Desensitization and long-term use
There's a third consideration: tolerance. With continuous stimulation (DAC), the pituitary can begin to desensitize to the peptide—the response fades over time. This is less of a problem with pulsatile dosing, where intermittent stimulus keeps the receptor from adapting. For research cycles longer than 12 weeks, the no-DAC version may maintain more consistent GH output.
Conversely, some researchers intentionally dose in cycles (8–12 weeks on, 4 weeks off) to reset the pituitary's sensitivity. Within that framework, DAC's convenience during the on-phase is the larger practical win.
Stacking patterns
These two versions don't stack identically. CJC-1295 without DAC (NF-004) is nearly always paired with a GHRP (Ipamorelin, GHRP-2, GHRP-6) to achieve the synergistic GH pulses mentioned in the secretagogue category guide. The two peptides hit different receptors and produce a bigger pulse together than either alone.
CJC-1295 with DAC (NF-005) is sometimes run solo, relying on its continuous background stimulation, though some researchers stack it with a GHRP for additional acute pulses on top of the baseline bleed. The rationale is less clear-cut—you're layering a pulsatile stimulus onto a continuous one, which creates a hybrid pattern that's less well-characterized in the literature.
NeuroForge carries both
We stock NF-004 (CJC-1295 without DAC) and NF-005 (CJC-1295 with DAC) because the choice depends entirely on the researcher's priority and constraints. Neither is objectively superior; the right choice depends on whether your endpoint favors pulsatile rhythm or maximal convenience, and how you plan to stack it.
If you're committed to the daily-injection discipline and want the theoretical GH-kinetics advantage, no-DAC plus a GHRP is the evidence-preferred stack. If compliance is the bottleneck and once-weekly injection is the realistic target, DAC is the move—still a secretagogue with intact feedback, just with a flattened profile.
Research-protocol notes
Both versions are typically run for 8–16 week cycles.

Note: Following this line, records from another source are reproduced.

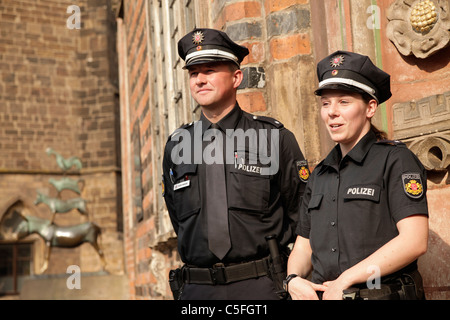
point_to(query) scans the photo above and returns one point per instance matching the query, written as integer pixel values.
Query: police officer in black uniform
(364, 217)
(234, 204)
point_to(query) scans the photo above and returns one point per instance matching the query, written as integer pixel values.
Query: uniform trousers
(261, 288)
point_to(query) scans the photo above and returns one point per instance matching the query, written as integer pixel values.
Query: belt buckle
(217, 273)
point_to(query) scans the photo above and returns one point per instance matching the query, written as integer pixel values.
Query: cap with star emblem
(353, 72)
(204, 45)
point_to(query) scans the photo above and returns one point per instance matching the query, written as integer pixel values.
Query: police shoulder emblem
(303, 170)
(412, 184)
(198, 37)
(336, 61)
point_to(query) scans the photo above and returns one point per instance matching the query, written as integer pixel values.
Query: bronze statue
(64, 163)
(66, 183)
(61, 206)
(17, 226)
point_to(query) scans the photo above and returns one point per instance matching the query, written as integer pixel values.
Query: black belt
(221, 274)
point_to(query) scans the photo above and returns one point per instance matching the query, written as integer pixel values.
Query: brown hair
(381, 135)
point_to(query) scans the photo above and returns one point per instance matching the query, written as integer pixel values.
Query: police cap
(204, 45)
(353, 72)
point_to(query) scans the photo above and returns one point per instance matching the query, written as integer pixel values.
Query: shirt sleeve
(292, 187)
(406, 181)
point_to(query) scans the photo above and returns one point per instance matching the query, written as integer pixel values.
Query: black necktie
(216, 201)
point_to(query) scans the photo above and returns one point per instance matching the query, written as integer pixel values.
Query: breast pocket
(314, 202)
(186, 190)
(248, 189)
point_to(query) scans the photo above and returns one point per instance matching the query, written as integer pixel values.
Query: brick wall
(58, 89)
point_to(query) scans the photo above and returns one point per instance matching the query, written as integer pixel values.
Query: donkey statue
(54, 235)
(61, 206)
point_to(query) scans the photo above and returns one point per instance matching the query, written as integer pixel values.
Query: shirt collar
(357, 154)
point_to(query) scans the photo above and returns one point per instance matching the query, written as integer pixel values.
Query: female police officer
(364, 212)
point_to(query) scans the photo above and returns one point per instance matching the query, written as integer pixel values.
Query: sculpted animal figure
(61, 206)
(59, 236)
(64, 163)
(66, 183)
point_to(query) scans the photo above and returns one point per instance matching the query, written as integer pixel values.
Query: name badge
(182, 185)
(369, 192)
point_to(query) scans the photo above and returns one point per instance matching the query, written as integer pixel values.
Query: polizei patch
(412, 184)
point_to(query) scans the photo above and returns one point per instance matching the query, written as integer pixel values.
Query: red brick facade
(113, 90)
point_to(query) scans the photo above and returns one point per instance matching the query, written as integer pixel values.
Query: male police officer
(230, 179)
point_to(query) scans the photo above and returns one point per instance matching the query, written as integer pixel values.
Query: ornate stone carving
(420, 117)
(158, 269)
(419, 27)
(424, 126)
(433, 151)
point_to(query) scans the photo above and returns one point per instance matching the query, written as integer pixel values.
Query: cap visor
(340, 86)
(207, 60)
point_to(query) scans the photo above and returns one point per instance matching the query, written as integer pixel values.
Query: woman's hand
(302, 289)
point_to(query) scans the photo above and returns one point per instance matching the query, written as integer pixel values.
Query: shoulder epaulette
(391, 142)
(177, 131)
(270, 120)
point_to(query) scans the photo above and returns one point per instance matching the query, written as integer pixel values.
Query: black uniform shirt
(258, 204)
(351, 206)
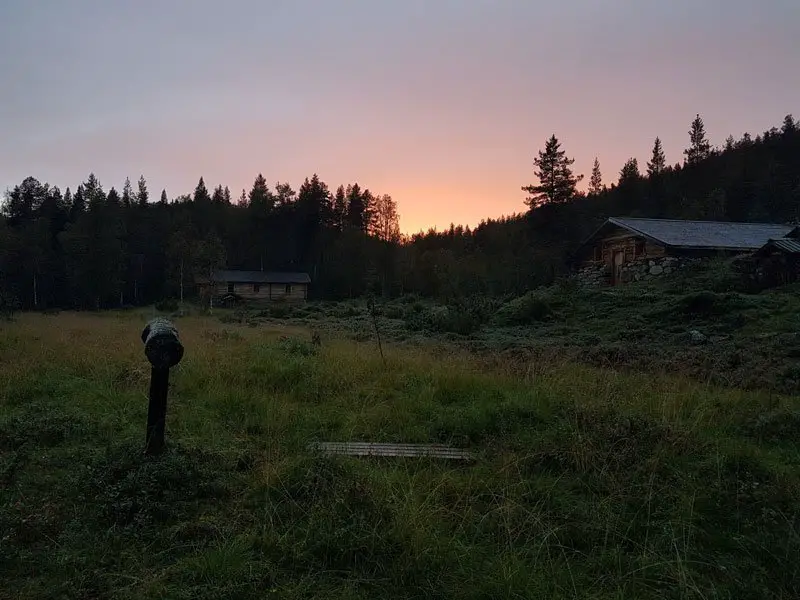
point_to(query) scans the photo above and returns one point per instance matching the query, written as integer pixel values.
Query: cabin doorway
(618, 258)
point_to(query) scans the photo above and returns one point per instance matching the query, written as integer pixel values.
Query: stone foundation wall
(640, 269)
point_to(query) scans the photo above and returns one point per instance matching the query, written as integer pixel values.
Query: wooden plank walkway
(392, 450)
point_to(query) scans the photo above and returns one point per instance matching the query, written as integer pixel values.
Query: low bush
(530, 308)
(167, 305)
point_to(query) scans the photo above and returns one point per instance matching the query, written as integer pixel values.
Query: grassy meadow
(588, 482)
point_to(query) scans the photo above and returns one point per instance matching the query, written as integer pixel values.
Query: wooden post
(164, 350)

Titration is less critical than with GLP-1 agonists; side-effect burden is mild. Combine no-DAC with GHRP at a 1:1 molar ratio or adjust based on GH-response markers if you have them (IGF-1, HGH levels mid-protocol).
For DAC, typical dosing is 2 mg once weekly, though some protocols run 2 mg twice weekly. Observe for changes in injection-site reactions, mood, or water retention over the first month and adjust if needed.